Invoice recognition and data extraction
This guide describes the steps required to create a customized invoice processing solution for XtractFlow’s AI-powered technology.
Example use case
The manual management of data extraction from large volumes of invoices (of varying formats) can be a daunting, error-prone, and time-consuming task, and it can lead to delays in processing, along with missed opportunities.
This guide demonstrates how the extraction of both structured and unstructured data from different types of invoices can be automated to streamline inventory management processes. By leveraging the XtractFlow SDK, accurate inventory records can be maintained, informed procurement decisions can be made, and supply chain operations can be optimized.

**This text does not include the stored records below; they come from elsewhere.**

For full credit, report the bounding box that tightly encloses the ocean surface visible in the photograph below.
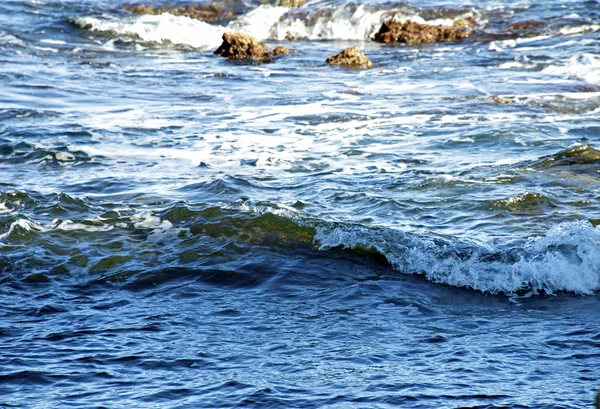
[1,0,600,407]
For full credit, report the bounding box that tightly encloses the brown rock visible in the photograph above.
[278,0,306,8]
[507,20,545,31]
[453,17,476,28]
[123,1,244,24]
[374,20,472,44]
[266,45,293,57]
[214,32,292,61]
[325,47,372,69]
[215,32,267,59]
[124,4,163,15]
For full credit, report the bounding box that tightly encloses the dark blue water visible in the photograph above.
[1,0,600,407]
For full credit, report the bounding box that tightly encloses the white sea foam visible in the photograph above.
[0,31,25,46]
[271,4,396,40]
[54,219,114,232]
[314,220,600,295]
[129,212,187,243]
[0,219,48,241]
[75,14,225,49]
[542,53,600,85]
[0,202,12,215]
[559,24,600,36]
[227,5,290,40]
[489,35,552,52]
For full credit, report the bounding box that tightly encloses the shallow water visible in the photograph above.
[1,0,600,407]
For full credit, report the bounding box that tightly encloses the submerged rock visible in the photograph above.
[506,20,546,31]
[374,20,472,44]
[325,47,372,69]
[533,144,600,169]
[214,32,292,61]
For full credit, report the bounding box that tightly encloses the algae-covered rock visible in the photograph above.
[375,20,472,44]
[190,211,316,247]
[325,47,372,69]
[214,32,292,61]
[533,144,600,169]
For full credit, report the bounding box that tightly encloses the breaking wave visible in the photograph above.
[4,191,597,295]
[314,219,600,295]
[72,3,478,47]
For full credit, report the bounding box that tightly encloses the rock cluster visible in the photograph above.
[374,20,472,44]
[214,32,292,61]
[324,47,372,69]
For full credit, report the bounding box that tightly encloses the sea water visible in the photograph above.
[1,0,599,407]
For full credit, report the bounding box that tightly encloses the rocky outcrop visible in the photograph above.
[123,1,244,24]
[214,32,292,61]
[325,47,372,69]
[374,20,472,44]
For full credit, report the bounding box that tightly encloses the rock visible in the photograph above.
[506,20,545,31]
[214,32,292,61]
[453,17,476,28]
[215,32,267,59]
[123,1,244,24]
[124,4,163,15]
[374,20,472,44]
[325,47,372,69]
[267,45,292,57]
[278,0,306,8]
[486,96,515,105]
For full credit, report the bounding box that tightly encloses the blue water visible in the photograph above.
[1,0,600,407]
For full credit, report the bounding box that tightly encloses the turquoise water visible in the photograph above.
[1,0,599,407]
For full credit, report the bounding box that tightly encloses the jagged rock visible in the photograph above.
[374,20,472,44]
[278,0,306,8]
[214,32,292,61]
[215,32,267,59]
[325,47,372,69]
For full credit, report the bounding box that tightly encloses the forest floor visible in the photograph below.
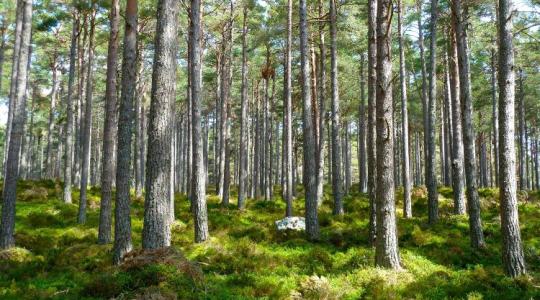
[0,180,539,299]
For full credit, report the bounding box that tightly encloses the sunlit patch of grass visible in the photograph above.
[0,180,539,299]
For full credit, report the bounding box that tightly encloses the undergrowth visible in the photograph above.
[0,180,538,299]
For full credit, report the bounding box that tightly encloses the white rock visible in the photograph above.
[275,216,306,231]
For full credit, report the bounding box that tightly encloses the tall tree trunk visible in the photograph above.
[426,0,439,224]
[0,0,32,249]
[316,0,327,204]
[0,22,7,97]
[329,0,343,215]
[23,86,35,179]
[517,69,526,190]
[358,54,367,193]
[2,0,24,179]
[375,0,400,269]
[491,48,499,185]
[134,40,145,197]
[218,10,233,200]
[367,0,377,246]
[45,57,59,177]
[113,0,137,264]
[452,0,485,248]
[443,58,453,187]
[300,0,319,240]
[497,0,526,277]
[190,0,209,243]
[73,16,88,186]
[63,13,78,204]
[448,28,466,215]
[416,0,428,190]
[284,0,294,216]
[142,0,178,249]
[238,4,249,210]
[534,136,540,190]
[78,10,96,224]
[98,0,120,244]
[398,0,411,218]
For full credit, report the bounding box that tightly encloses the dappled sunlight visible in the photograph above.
[0,180,538,298]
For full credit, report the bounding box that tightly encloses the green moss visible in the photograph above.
[1,180,539,299]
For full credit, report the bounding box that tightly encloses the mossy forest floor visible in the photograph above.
[0,180,539,299]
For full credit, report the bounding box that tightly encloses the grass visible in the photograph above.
[0,179,539,299]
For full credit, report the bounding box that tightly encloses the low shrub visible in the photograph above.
[291,275,340,300]
[26,210,62,227]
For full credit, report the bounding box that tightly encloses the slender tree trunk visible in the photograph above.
[2,0,23,179]
[284,0,294,216]
[113,0,137,263]
[534,136,540,190]
[45,57,59,177]
[358,54,367,193]
[23,87,35,179]
[416,0,428,190]
[238,4,249,210]
[134,40,145,197]
[300,0,319,240]
[448,28,466,215]
[367,0,377,246]
[426,0,439,224]
[218,11,233,200]
[73,16,87,186]
[0,0,32,249]
[142,0,178,249]
[452,0,485,248]
[0,22,7,97]
[517,69,526,190]
[497,0,526,277]
[98,0,120,244]
[375,0,400,269]
[398,0,411,218]
[78,10,96,224]
[316,0,327,204]
[63,13,78,204]
[443,59,453,187]
[190,0,209,243]
[329,0,343,215]
[491,48,499,185]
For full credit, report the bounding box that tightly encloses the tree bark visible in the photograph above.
[45,54,59,177]
[517,69,526,190]
[367,0,377,246]
[398,0,411,218]
[63,13,78,204]
[452,0,485,248]
[190,0,209,243]
[448,28,466,215]
[2,0,24,179]
[358,54,367,193]
[113,0,137,264]
[375,0,400,269]
[0,21,6,97]
[497,0,527,277]
[98,0,120,244]
[218,8,233,200]
[78,10,96,224]
[491,48,499,185]
[315,0,327,205]
[426,0,439,224]
[283,0,293,216]
[142,0,178,249]
[300,0,319,240]
[0,0,32,248]
[329,0,344,215]
[238,4,249,210]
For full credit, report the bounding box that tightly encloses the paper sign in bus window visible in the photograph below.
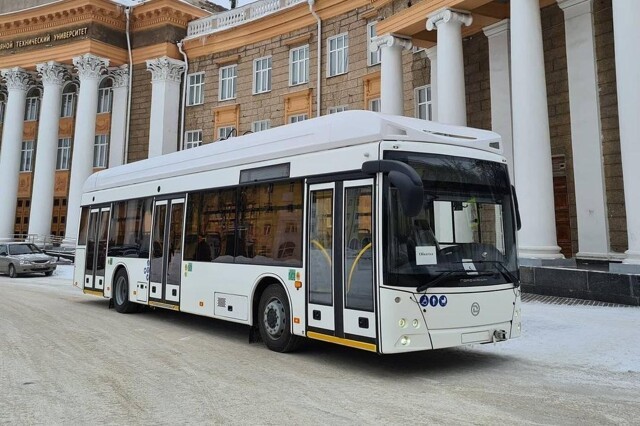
[416,246,437,265]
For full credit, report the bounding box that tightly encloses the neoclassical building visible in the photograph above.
[0,0,638,272]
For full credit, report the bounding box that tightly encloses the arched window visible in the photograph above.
[24,87,41,121]
[97,78,112,114]
[61,82,78,118]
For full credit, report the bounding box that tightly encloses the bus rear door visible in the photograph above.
[306,179,377,352]
[84,206,110,293]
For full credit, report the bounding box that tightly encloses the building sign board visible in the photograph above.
[0,27,88,51]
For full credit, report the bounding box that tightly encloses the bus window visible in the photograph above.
[108,198,153,258]
[78,207,90,245]
[308,189,333,305]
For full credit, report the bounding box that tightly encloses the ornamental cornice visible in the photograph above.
[0,3,124,39]
[110,65,129,88]
[1,67,33,92]
[73,53,109,81]
[369,34,412,53]
[146,56,185,83]
[36,61,68,87]
[132,7,199,31]
[426,9,473,32]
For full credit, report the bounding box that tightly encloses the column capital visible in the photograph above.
[36,61,68,87]
[1,67,32,92]
[483,19,510,39]
[146,56,185,83]
[73,54,109,81]
[557,0,593,19]
[369,34,412,53]
[426,8,472,31]
[111,64,130,88]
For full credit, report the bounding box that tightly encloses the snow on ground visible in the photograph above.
[51,264,75,280]
[472,301,640,374]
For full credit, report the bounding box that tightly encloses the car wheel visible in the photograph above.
[8,264,17,278]
[258,284,302,353]
[44,271,53,277]
[113,269,142,314]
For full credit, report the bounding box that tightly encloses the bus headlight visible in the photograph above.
[400,336,410,346]
[398,318,407,328]
[412,319,419,328]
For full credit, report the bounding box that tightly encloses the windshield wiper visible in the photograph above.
[472,260,520,287]
[416,270,495,293]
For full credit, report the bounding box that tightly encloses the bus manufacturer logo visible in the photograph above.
[471,302,480,316]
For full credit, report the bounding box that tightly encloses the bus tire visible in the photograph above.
[258,284,301,353]
[113,269,141,314]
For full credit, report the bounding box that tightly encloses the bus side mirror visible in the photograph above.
[362,160,424,217]
[511,185,522,231]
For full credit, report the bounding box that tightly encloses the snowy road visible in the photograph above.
[1,266,639,424]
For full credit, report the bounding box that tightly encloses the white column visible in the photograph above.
[511,0,563,260]
[426,9,472,126]
[109,65,129,168]
[0,68,31,240]
[370,34,412,115]
[558,0,609,260]
[612,0,640,265]
[483,20,515,183]
[425,46,438,122]
[65,54,109,243]
[28,62,68,238]
[146,56,185,157]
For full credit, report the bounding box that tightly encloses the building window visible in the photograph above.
[367,22,381,66]
[415,85,432,120]
[20,141,34,172]
[219,65,237,101]
[369,98,381,112]
[289,114,308,124]
[93,134,109,168]
[253,57,272,94]
[24,89,40,121]
[218,126,235,139]
[328,33,349,77]
[289,45,309,86]
[60,83,77,118]
[184,130,202,149]
[56,138,72,170]
[328,106,347,114]
[97,79,112,114]
[187,72,205,106]
[252,120,270,132]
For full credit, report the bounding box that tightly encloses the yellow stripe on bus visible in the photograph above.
[83,289,104,297]
[148,300,180,311]
[307,331,377,352]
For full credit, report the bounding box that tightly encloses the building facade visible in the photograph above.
[0,0,638,270]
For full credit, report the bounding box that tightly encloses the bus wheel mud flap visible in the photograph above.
[249,325,262,344]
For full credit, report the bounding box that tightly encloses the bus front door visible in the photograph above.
[149,198,185,309]
[84,206,110,293]
[307,179,376,351]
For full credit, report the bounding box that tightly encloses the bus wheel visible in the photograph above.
[258,284,301,353]
[113,270,141,314]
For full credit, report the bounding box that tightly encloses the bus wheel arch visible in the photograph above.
[253,277,301,352]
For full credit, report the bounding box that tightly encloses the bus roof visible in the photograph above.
[84,111,502,193]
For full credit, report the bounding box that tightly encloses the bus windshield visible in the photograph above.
[384,151,518,290]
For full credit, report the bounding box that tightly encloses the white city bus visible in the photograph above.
[74,111,521,354]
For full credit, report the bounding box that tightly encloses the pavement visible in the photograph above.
[1,266,639,425]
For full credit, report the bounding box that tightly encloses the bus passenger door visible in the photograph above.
[307,179,377,349]
[149,198,185,308]
[84,206,110,292]
[307,184,336,332]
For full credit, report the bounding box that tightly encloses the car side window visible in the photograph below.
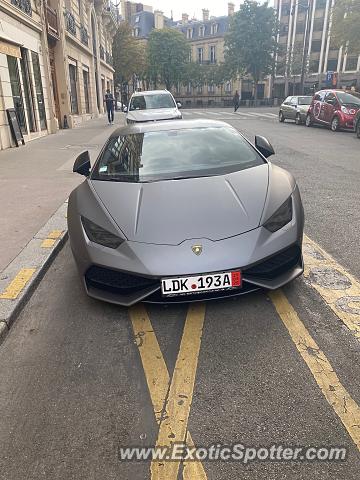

Download the example input document.
Configuring the document template
A document template serves as a comprehensive definition for a specific type of document. XtractFlow comes with a set of predefined templates for different document types, one of which is an invoice.
The invoice template has the following predefined fields, covering the most common fields found in invoices:
-
Invoice number
-
Date of invoice
-
Due date
-
Customer name
-
Customer address
-
Vendor name
-
Vendor address
-
Total VAT excluded
-
Total VAT included
-
VAT percentage
-
VAT amount
-
Currency
For this use case, four additional fields are also required:
-
The order ID
-
The payment due date
-
The total amount of unique items
-
The total quantity of all items combined
To set up the document template for the invoice, begin by obtaining the predefined Invoice
template. Then, add the four new fields to it by providing a clear semantic description for each field:
static DocumentTemplate buildInvoiceTemplate() { // Template setup: getting an instance of the preconfigured invoice template. DocumentTemplate invoiceTemplate = DocumentTemplates.Invoice; // Adding a custom field to the invoice template instance // to get the order ID of a specific format. invoiceTemplate.AddField(new() { Name = "Order ID", Format = FieldDataFormat.Text, SemanticDescription = "The order ID in the invoice", RegexValidationMethods = new List<RegexFieldValidationMethod> { new RegexFieldValidationMethod("^[A-Z][0-9]{1,6}$") } }); // Adding a custom field to the invoice template instance // to calculate the payment due date based on the information in the invoice. invoiceTemplate.AddField(new() { Name = "Payment due date", Format = FieldDataFormat.Text, SemanticDescription = "The date that the payment is due", StandardValidationMethods = new List<StandardFieldValidationMethod>() { new StandardFieldValidationMethod(StandardFieldValidation.DateIntegrity) } }); // Adding a custom field to the template instance // to get the total number of unique item count. invoiceTemplate.AddField(new() { Name = "Unique item count", Format = FieldDataFormat.Number, SemanticDescription = "The total number of unique items", StandardValidationMethods = new List<StandardFieldValidationMethod>() { new StandardFieldValidationMethod(StandardFieldValidation.NumberIntegrity) } }); // Adding a custom field to the template instance // to get the sum total of all items. invoiceTemplate.AddField(new() { Name = "Total item count", Format = FieldDataFormat.Number, SemanticDescription = "The sum of all items, including multiplying the quantities of each item", StandardValidationMethods = new List<StandardFieldValidationMethod>() { new StandardFieldValidationMethod(StandardFieldValidation.NumberIntegrity) } }); return invoiceTemplate; }
Building the component
Create a ProcessorComponent
object, which is a necessary component for the processor. This object will encapsulate the document processing workflow’s logic:
static ProcessorComponent buildComponent() { return new ProcessorComponent() { EnableClassifier = false, // Classification is not required, as you're using a single template. EnableFieldsExtraction = true, // Enabling extraction of fields specified from the templates defined in the "Templates" field below. Templates = new DocumentTemplate[] { buildInvoiceTemplate() } }; }
Processing a document and analyzing results
At this point, it’s necessary to instantiate a DocumentProcessor
object and invoke the Process
method to initiate the inference process.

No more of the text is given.